In his response brief, the Secretary of Veterans Affairs argues two points to answer the issues presented to the court. First, he argues that “[i]interpretive provisions that VA publishes in the Manual, like the knee provisions that NOVA challenges, are not subject to pre-enforcement review under 38 U.S.C. § 502 because they do not fall within the categories of agency action referred to in 5 U.S.C. §§ 552(a)(1) or 553.” Further he contends that NOVA’s assertions “conflict[] with the text, structure, history, and purpose of FOIA.” Second, he argues that “Federal Circuit Rule 47.12(a), recently renumbered as Rule 15(f), . . . . governs in tandem with 28 U.S.C. § 2401(a).” In contrast to NOVA, he asserts that “there is no indication in the [Veterans Judicial Review Act] or elsewhere that Congress intended section 2401(a) to bar courts from adopting claim-processing rules like Rule 15(f), which ‘promote the orderly progress of’ litigation.”
In its reply brief, NOVA makes three arguments. First, it argues “VA largely ignores (or tries to re-write) the statutory text bearing on this Court’s jurisdiction under 38 U.S.C. § 502.” Second, it contends that, while the “VA argues that the challenged Manual provisions are not ‘final agency action’ under the Administrative Procedure Act (APA), . . . . Section 704 [of Title 5] itself makes clear that its finality requirement does not apply here.” Third, NOVA rejects “VA’s defense of the 60-day deadline for filing Section 502 petitions,” maintaining that “the court-created 60-day deadline cannot override the longer period set by Congress.”
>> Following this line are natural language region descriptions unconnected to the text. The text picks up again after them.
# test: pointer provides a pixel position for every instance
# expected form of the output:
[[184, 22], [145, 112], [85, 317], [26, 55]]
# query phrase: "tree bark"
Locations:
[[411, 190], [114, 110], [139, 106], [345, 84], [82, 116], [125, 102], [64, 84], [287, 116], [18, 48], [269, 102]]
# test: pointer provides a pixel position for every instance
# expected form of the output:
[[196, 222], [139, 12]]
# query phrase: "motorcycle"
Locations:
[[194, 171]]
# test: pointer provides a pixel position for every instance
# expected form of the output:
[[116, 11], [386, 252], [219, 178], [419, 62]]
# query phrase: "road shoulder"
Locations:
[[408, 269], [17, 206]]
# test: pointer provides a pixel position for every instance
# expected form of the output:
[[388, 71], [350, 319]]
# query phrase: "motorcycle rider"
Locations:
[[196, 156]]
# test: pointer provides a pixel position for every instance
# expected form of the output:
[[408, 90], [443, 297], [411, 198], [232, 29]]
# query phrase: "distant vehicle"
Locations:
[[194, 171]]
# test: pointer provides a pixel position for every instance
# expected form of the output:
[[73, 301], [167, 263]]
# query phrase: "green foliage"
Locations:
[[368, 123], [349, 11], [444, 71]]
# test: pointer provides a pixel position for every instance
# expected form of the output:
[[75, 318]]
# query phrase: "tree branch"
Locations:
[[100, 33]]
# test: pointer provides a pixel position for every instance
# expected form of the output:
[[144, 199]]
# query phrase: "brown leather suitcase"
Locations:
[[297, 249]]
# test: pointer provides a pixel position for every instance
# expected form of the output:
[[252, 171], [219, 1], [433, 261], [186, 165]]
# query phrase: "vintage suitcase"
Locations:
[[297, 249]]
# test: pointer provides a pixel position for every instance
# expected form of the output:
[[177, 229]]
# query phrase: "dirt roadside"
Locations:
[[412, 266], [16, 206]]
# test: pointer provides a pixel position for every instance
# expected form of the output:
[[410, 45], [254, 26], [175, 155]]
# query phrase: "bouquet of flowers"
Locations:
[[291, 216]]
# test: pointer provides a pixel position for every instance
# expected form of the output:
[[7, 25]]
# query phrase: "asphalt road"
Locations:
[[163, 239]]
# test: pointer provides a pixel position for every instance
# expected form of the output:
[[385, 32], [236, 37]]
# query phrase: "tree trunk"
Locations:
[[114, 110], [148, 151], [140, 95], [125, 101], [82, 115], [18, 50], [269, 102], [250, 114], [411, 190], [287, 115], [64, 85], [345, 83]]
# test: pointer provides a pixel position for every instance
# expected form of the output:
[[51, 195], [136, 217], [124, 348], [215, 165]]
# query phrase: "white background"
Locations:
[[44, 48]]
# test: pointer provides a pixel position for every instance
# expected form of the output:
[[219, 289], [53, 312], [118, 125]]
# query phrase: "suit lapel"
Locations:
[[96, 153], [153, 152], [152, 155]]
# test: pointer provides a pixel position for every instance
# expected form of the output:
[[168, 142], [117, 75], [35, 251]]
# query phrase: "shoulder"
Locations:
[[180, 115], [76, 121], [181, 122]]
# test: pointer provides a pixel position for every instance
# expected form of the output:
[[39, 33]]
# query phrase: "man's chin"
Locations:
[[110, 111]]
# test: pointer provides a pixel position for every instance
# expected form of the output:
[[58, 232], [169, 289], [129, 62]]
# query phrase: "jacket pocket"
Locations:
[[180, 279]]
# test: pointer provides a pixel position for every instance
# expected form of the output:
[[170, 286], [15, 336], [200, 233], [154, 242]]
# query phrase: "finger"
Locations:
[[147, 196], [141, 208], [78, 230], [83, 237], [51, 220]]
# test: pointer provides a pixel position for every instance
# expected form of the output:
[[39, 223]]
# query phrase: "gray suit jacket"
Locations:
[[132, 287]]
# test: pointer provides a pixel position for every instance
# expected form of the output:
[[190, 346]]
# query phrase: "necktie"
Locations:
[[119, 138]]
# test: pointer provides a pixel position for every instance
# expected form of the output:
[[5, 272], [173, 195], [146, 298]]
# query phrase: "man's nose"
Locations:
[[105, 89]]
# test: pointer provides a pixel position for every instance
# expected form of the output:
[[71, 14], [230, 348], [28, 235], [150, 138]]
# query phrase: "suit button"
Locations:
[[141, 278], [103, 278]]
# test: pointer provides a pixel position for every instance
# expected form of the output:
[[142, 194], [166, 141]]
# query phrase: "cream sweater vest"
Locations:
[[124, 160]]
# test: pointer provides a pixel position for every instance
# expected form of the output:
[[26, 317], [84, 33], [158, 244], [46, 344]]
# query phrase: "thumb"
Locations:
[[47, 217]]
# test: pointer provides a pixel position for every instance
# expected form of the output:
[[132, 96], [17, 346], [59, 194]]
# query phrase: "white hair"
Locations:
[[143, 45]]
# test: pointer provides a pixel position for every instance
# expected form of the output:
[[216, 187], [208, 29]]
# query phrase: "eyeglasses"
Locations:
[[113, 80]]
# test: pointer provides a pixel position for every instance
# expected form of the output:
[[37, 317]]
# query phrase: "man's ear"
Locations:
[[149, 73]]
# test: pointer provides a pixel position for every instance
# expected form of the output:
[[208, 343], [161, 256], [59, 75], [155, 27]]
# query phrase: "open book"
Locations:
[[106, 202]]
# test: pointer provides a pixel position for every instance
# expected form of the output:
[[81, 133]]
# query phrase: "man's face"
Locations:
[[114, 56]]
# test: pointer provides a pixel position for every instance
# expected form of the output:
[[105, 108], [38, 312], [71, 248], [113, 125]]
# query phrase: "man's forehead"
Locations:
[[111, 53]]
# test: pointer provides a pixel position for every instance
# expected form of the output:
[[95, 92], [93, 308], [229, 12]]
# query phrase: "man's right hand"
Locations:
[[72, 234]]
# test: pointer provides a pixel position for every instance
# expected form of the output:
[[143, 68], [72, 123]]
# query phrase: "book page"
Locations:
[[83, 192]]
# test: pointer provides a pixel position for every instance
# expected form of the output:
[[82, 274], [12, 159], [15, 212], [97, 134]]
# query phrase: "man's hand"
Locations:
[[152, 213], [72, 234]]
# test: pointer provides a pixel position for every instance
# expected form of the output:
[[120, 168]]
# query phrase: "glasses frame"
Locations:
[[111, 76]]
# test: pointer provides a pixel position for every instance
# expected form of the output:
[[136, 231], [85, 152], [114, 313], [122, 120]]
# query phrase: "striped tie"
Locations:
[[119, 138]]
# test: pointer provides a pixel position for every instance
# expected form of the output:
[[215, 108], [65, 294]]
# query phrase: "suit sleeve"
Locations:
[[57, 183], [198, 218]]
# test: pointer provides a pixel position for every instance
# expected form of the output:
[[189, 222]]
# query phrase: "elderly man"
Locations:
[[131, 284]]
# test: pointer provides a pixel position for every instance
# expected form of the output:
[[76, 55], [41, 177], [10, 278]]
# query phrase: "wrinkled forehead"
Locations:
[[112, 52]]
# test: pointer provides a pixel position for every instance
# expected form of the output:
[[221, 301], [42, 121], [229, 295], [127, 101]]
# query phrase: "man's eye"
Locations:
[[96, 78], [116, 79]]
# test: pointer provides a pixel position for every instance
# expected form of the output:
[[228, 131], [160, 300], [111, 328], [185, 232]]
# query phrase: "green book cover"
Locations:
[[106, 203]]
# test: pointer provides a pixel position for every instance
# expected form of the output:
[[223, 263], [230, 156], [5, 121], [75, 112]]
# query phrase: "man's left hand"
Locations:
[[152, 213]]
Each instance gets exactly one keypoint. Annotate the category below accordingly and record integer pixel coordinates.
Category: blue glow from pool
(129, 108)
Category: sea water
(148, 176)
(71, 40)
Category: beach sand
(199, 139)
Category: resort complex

Three amicus briefs were filed, all in support of NOVA. In the first amicus brief, Military-Veterans Advocacy Inc. argues that the court foreclosing review of VA rules “diverges from the plain meaning of the relevant statutes, and it does so in a way that disfavors veterans and fails to resolve the problem Congress set out to address.” In the second amicus brief, National Veterans Legal Service Program contends that, “[i]f this erroneous precedent stands, veterans will be unable to obtain prompt Article III pre-enforcement review of unlawful manuals” and “will instead face a lengthy and backlogged process.” In the third amicus brief, the National Law School Veterans Clinic Consortium asserts that “[t]he effect of this Court’s [precedent] is to allow the Secretary to evade judicial review,” and that “[t]here is no other equivalent mechanism to section 502 review available to a veteran to secure relief in the circumstances underlying this appeal.”
Notably, after the submission of the parties’s briefs, the court issued an order requesting the parties to file supplemental briefs before oral argument addressing questions related to NOVA’s Article III standing.
In its supplemental brief, NOVA argues that it “has standing to bring this case.” In particular, NOVA contends that, “[b]ecause NOVA’s standing is self-evident under [the court’s caselaw] and unchallenged by VA, additional evidence of NOVA’s standing is unnecessary.” NOVA goes on, however, to “provid[e] the Court with evidence confirming that NOVA has Article III associational standing in this case.”
In his supplemental brief, the Secretary argues that while the court has previously afforded NOVA associational standing to challenge a VA regulation, it “does not lead ineluctably to standing in every case.” “NOVA’s associational standing in DAV says nothing about whether it, or any of its members, can satisfy the requirements for standing.” Additionally, the Secretary argues NOVA’s argument of self-evident standing is wrong because “standing to litigate cannot be waived or forfeited.” Moreover, because the Court has now questioned NOVA’s standing sua sponte, the Secretary maintains that “NOVA must meet its burden [to establish standing].”